Introduction to Part 3



The idea of research as a conversation

In 1941, Kenneth Burke was the first to use the metaphor of ‘research as a conversation’:

Imagine that you enter a parlor. You come late. When you arrive, others have long preceded you, and they are engaged in a heated discussion, a discussion too heated for them to pause and tell you exactly what it is about. In fact, the discussion had already begun long before any of them got there, so that no one present is qualified to retrace for you all the steps that had gone before. You listen for a while, until you decide that you have caught the tenor of the argument; then you put in your oar. Someone answers; you answer him; another comes to your defense; another aligns himself against you, to either the embarrassment or gratification of your opponent, depending upon the quality of your ally's assistance. However, the discussion is interminable. The hour grows late, you must depart. And you do depart, with the discussion still vigorously in progress.

Burke, 1974

Although this metaphor is not new in academia, it persists because it is a succinct and accurate description of the ideal of building knowledge. The phrase describes new knowledge as not a ‘eureka’-like bolt of lightning out of a clear summer sky, but rather as something built upon the solid foundation of pre-existing research. Whether the existing research agrees with established research or questions and refutes it, it is clearly situated in the established research conversation. This metaphor touches on several key aspects of libraries: providing access to previous research, educating users in how to discover it and give credit to it, and helping students learn how to analyse, synthesize and respond to it.
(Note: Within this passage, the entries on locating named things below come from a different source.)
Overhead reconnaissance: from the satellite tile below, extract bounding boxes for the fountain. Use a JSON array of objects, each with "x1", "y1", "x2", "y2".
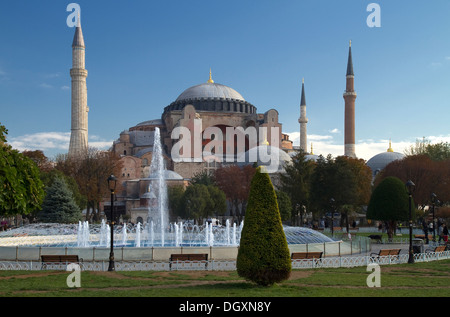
[
  {"x1": 148, "y1": 128, "x2": 169, "y2": 246},
  {"x1": 0, "y1": 128, "x2": 352, "y2": 259}
]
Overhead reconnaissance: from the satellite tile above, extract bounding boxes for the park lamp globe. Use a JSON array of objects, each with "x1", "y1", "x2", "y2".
[
  {"x1": 405, "y1": 180, "x2": 416, "y2": 264},
  {"x1": 108, "y1": 175, "x2": 117, "y2": 193},
  {"x1": 108, "y1": 175, "x2": 117, "y2": 271},
  {"x1": 405, "y1": 180, "x2": 416, "y2": 196}
]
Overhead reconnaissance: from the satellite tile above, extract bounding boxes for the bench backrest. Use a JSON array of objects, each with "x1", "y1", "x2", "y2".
[
  {"x1": 170, "y1": 253, "x2": 208, "y2": 261},
  {"x1": 434, "y1": 245, "x2": 445, "y2": 252},
  {"x1": 291, "y1": 252, "x2": 323, "y2": 260},
  {"x1": 378, "y1": 249, "x2": 391, "y2": 256},
  {"x1": 41, "y1": 254, "x2": 79, "y2": 263},
  {"x1": 389, "y1": 249, "x2": 401, "y2": 255}
]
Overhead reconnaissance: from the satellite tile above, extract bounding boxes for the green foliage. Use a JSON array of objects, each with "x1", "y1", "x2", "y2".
[
  {"x1": 367, "y1": 177, "x2": 414, "y2": 221},
  {"x1": 38, "y1": 177, "x2": 82, "y2": 223},
  {"x1": 236, "y1": 168, "x2": 291, "y2": 286},
  {"x1": 275, "y1": 190, "x2": 292, "y2": 221},
  {"x1": 180, "y1": 184, "x2": 227, "y2": 220},
  {"x1": 41, "y1": 169, "x2": 87, "y2": 209},
  {"x1": 311, "y1": 155, "x2": 372, "y2": 217},
  {"x1": 280, "y1": 151, "x2": 315, "y2": 220},
  {"x1": 0, "y1": 125, "x2": 45, "y2": 216},
  {"x1": 190, "y1": 171, "x2": 216, "y2": 186},
  {"x1": 167, "y1": 185, "x2": 184, "y2": 217}
]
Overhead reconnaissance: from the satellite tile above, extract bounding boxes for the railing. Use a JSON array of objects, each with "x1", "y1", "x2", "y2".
[{"x1": 0, "y1": 251, "x2": 450, "y2": 271}]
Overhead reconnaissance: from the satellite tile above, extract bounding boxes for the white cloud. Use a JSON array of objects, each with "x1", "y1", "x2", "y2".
[
  {"x1": 329, "y1": 128, "x2": 341, "y2": 133},
  {"x1": 39, "y1": 83, "x2": 53, "y2": 89},
  {"x1": 287, "y1": 132, "x2": 420, "y2": 161},
  {"x1": 8, "y1": 132, "x2": 112, "y2": 158}
]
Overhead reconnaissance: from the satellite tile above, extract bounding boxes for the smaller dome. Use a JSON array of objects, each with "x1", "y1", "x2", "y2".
[
  {"x1": 305, "y1": 154, "x2": 319, "y2": 162},
  {"x1": 367, "y1": 147, "x2": 405, "y2": 177},
  {"x1": 148, "y1": 170, "x2": 183, "y2": 180},
  {"x1": 237, "y1": 144, "x2": 292, "y2": 173},
  {"x1": 176, "y1": 82, "x2": 245, "y2": 101}
]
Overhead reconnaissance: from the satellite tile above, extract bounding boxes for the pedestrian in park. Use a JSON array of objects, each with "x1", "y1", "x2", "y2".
[
  {"x1": 438, "y1": 223, "x2": 444, "y2": 243},
  {"x1": 422, "y1": 219, "x2": 429, "y2": 244},
  {"x1": 442, "y1": 224, "x2": 448, "y2": 244}
]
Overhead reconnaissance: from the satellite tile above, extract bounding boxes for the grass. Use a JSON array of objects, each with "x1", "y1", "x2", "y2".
[{"x1": 0, "y1": 260, "x2": 450, "y2": 300}]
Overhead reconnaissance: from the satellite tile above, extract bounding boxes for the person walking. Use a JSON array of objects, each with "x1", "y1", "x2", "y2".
[
  {"x1": 438, "y1": 223, "x2": 444, "y2": 243},
  {"x1": 442, "y1": 224, "x2": 448, "y2": 244}
]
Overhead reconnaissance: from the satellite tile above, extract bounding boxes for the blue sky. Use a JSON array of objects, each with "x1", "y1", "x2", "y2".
[{"x1": 0, "y1": 0, "x2": 450, "y2": 159}]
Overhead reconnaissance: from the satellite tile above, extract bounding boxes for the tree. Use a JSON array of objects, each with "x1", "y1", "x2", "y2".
[
  {"x1": 38, "y1": 177, "x2": 82, "y2": 223},
  {"x1": 179, "y1": 184, "x2": 226, "y2": 222},
  {"x1": 367, "y1": 177, "x2": 415, "y2": 239},
  {"x1": 167, "y1": 185, "x2": 184, "y2": 218},
  {"x1": 280, "y1": 151, "x2": 315, "y2": 223},
  {"x1": 207, "y1": 185, "x2": 227, "y2": 216},
  {"x1": 190, "y1": 171, "x2": 216, "y2": 186},
  {"x1": 22, "y1": 150, "x2": 53, "y2": 172},
  {"x1": 215, "y1": 165, "x2": 255, "y2": 222},
  {"x1": 0, "y1": 124, "x2": 45, "y2": 216},
  {"x1": 182, "y1": 184, "x2": 213, "y2": 221},
  {"x1": 275, "y1": 190, "x2": 292, "y2": 221},
  {"x1": 236, "y1": 168, "x2": 291, "y2": 286},
  {"x1": 375, "y1": 154, "x2": 450, "y2": 205},
  {"x1": 56, "y1": 148, "x2": 122, "y2": 220},
  {"x1": 311, "y1": 155, "x2": 372, "y2": 229}
]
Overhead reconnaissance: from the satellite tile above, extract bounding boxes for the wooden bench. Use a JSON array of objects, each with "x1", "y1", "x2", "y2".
[
  {"x1": 291, "y1": 251, "x2": 323, "y2": 260},
  {"x1": 414, "y1": 234, "x2": 433, "y2": 240},
  {"x1": 41, "y1": 254, "x2": 82, "y2": 269},
  {"x1": 370, "y1": 249, "x2": 401, "y2": 258},
  {"x1": 169, "y1": 253, "x2": 208, "y2": 269},
  {"x1": 425, "y1": 245, "x2": 447, "y2": 252},
  {"x1": 368, "y1": 234, "x2": 381, "y2": 243}
]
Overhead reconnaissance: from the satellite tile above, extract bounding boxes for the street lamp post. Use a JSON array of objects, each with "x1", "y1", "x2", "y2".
[
  {"x1": 330, "y1": 198, "x2": 335, "y2": 237},
  {"x1": 405, "y1": 180, "x2": 416, "y2": 263},
  {"x1": 108, "y1": 175, "x2": 117, "y2": 271},
  {"x1": 431, "y1": 193, "x2": 437, "y2": 242}
]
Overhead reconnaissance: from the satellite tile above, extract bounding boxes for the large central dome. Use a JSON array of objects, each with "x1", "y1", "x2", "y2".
[
  {"x1": 163, "y1": 71, "x2": 256, "y2": 117},
  {"x1": 176, "y1": 82, "x2": 245, "y2": 101}
]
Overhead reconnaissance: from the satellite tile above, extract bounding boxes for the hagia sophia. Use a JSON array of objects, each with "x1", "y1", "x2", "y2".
[{"x1": 69, "y1": 16, "x2": 403, "y2": 222}]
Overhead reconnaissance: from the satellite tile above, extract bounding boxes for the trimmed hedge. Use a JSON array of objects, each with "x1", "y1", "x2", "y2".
[{"x1": 236, "y1": 168, "x2": 291, "y2": 286}]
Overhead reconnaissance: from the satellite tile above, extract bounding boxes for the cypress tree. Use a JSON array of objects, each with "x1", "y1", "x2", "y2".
[
  {"x1": 236, "y1": 168, "x2": 291, "y2": 286},
  {"x1": 366, "y1": 176, "x2": 415, "y2": 238},
  {"x1": 38, "y1": 177, "x2": 81, "y2": 223}
]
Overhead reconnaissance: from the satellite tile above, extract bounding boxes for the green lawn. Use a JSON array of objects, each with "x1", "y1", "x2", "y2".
[{"x1": 0, "y1": 260, "x2": 450, "y2": 299}]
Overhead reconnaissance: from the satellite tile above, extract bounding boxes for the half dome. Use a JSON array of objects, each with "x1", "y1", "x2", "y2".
[
  {"x1": 367, "y1": 152, "x2": 405, "y2": 177},
  {"x1": 237, "y1": 144, "x2": 292, "y2": 173},
  {"x1": 176, "y1": 82, "x2": 245, "y2": 102}
]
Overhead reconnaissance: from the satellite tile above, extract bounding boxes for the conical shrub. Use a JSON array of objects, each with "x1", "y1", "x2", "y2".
[{"x1": 236, "y1": 168, "x2": 291, "y2": 286}]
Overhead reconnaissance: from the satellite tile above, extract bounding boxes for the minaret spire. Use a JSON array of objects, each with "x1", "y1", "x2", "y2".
[
  {"x1": 298, "y1": 78, "x2": 308, "y2": 153},
  {"x1": 69, "y1": 15, "x2": 89, "y2": 157},
  {"x1": 343, "y1": 41, "x2": 356, "y2": 157},
  {"x1": 207, "y1": 68, "x2": 214, "y2": 84}
]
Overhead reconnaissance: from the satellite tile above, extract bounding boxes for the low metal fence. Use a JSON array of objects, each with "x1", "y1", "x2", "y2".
[{"x1": 0, "y1": 251, "x2": 450, "y2": 271}]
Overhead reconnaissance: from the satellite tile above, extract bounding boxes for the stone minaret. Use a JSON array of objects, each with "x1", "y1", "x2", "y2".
[
  {"x1": 344, "y1": 41, "x2": 356, "y2": 157},
  {"x1": 69, "y1": 16, "x2": 89, "y2": 157},
  {"x1": 298, "y1": 79, "x2": 308, "y2": 153}
]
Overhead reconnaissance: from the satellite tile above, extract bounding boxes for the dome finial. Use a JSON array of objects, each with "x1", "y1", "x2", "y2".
[
  {"x1": 207, "y1": 68, "x2": 214, "y2": 84},
  {"x1": 388, "y1": 139, "x2": 394, "y2": 152}
]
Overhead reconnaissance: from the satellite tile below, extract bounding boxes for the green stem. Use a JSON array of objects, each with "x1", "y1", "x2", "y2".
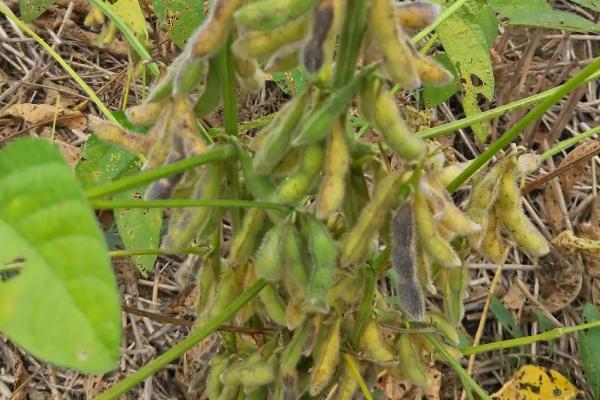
[
  {"x1": 96, "y1": 279, "x2": 267, "y2": 400},
  {"x1": 425, "y1": 333, "x2": 491, "y2": 400},
  {"x1": 90, "y1": 0, "x2": 160, "y2": 77},
  {"x1": 411, "y1": 0, "x2": 468, "y2": 44},
  {"x1": 542, "y1": 125, "x2": 600, "y2": 161},
  {"x1": 90, "y1": 199, "x2": 288, "y2": 210},
  {"x1": 461, "y1": 320, "x2": 600, "y2": 356},
  {"x1": 0, "y1": 1, "x2": 118, "y2": 123},
  {"x1": 448, "y1": 57, "x2": 600, "y2": 193},
  {"x1": 333, "y1": 0, "x2": 369, "y2": 87},
  {"x1": 108, "y1": 247, "x2": 206, "y2": 258},
  {"x1": 86, "y1": 145, "x2": 237, "y2": 199}
]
This metaphor is complemented in 1962 by Thomas Kuhn's seminal work on research, The Structure of Scientific Revolutions (Kuhn, 1970), which describes paradigm-shifting moments in scientific research. Kuhn's view of the history of science challenged the then-popular view that science was merely an inevitable accumulation of facts over time leading to a single, coherent framework. Instead, Kuhn pointed out how scientific anomalies that don't fit into the existing framework (what Kuhn called the ‘dominant paradigm’) can lead to requestioning old data with new hypotheses (a period he called ‘scientific revolution’) and ultimately to a new paradigm.